Barramundi in the Kimberley are subject to slot limits — fish must be within a specified size range to be retained, and there are seasonal closures that apply to tidal waters in the northwest. This is primarily a conservation measure, and it's working: barra numbers in the Kimberley creeks are healthy compared to heavily fished systems further east. Respect the rules, and future visitors — including you on your next trip — will still find fish.

Gear, Bait, and Where to Get Them

There are two good tackle shops in Broome town centre, and they're worth visiting for local knowledge as much as for gear. The staff fish these waters every week and will tell you what's been working, where the barra have been showing, and whether the offshore bite has been reliable. Don't underestimate that intelligence — it's worth more than anything you can read online, including this article.

For bream and snapper, locally gathered worms and crabs work well.
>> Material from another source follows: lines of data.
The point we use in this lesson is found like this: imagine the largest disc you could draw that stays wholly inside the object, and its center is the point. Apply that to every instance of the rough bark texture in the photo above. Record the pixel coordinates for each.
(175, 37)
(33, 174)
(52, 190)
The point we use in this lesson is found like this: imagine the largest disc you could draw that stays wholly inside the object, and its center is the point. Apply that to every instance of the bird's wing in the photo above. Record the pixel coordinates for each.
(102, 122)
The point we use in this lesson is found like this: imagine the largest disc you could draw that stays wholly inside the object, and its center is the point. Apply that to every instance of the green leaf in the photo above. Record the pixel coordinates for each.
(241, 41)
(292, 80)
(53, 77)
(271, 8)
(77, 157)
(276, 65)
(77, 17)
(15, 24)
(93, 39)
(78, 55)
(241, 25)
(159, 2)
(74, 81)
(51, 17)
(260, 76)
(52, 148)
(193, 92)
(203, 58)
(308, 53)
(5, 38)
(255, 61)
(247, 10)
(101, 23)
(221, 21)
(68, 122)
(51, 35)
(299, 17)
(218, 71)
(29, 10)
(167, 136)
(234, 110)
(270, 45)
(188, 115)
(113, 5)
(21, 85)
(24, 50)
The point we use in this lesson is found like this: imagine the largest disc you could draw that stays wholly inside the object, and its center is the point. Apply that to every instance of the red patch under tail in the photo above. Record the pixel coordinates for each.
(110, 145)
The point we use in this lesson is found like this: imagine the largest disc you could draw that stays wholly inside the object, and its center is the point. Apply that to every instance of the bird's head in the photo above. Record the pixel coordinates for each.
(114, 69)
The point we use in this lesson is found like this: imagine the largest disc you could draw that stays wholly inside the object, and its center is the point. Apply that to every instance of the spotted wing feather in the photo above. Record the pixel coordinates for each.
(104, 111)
For barra, a selection of surface lures in the 90–140mm range plus some soft plastics in natural colours is a reasonable starting kit. For offshore work, heavier jigs and live bait rigs are standard. If you're travelling from interstate and don't want to haul a full kit, most of the basics are stocked locally, though specialist gear will be limited, so plan ahead.

Fishing in Broome is a world away from the caravan park beach-fishing I grew up doing along the mid-coast — the scale of the place, the species on offer, and the raw productivity of the water still catches me off guard every time I visit. Fishing further south around Coral Bay has its own appeal, but for sheer variety and the chance at a genuine trophy barra, the Broome region is hard to match anywhere in Australia. Book a campsite close to the water, get your tide chart sorted, and give yourself at least a week — it takes a couple of days just to start reading the place properly.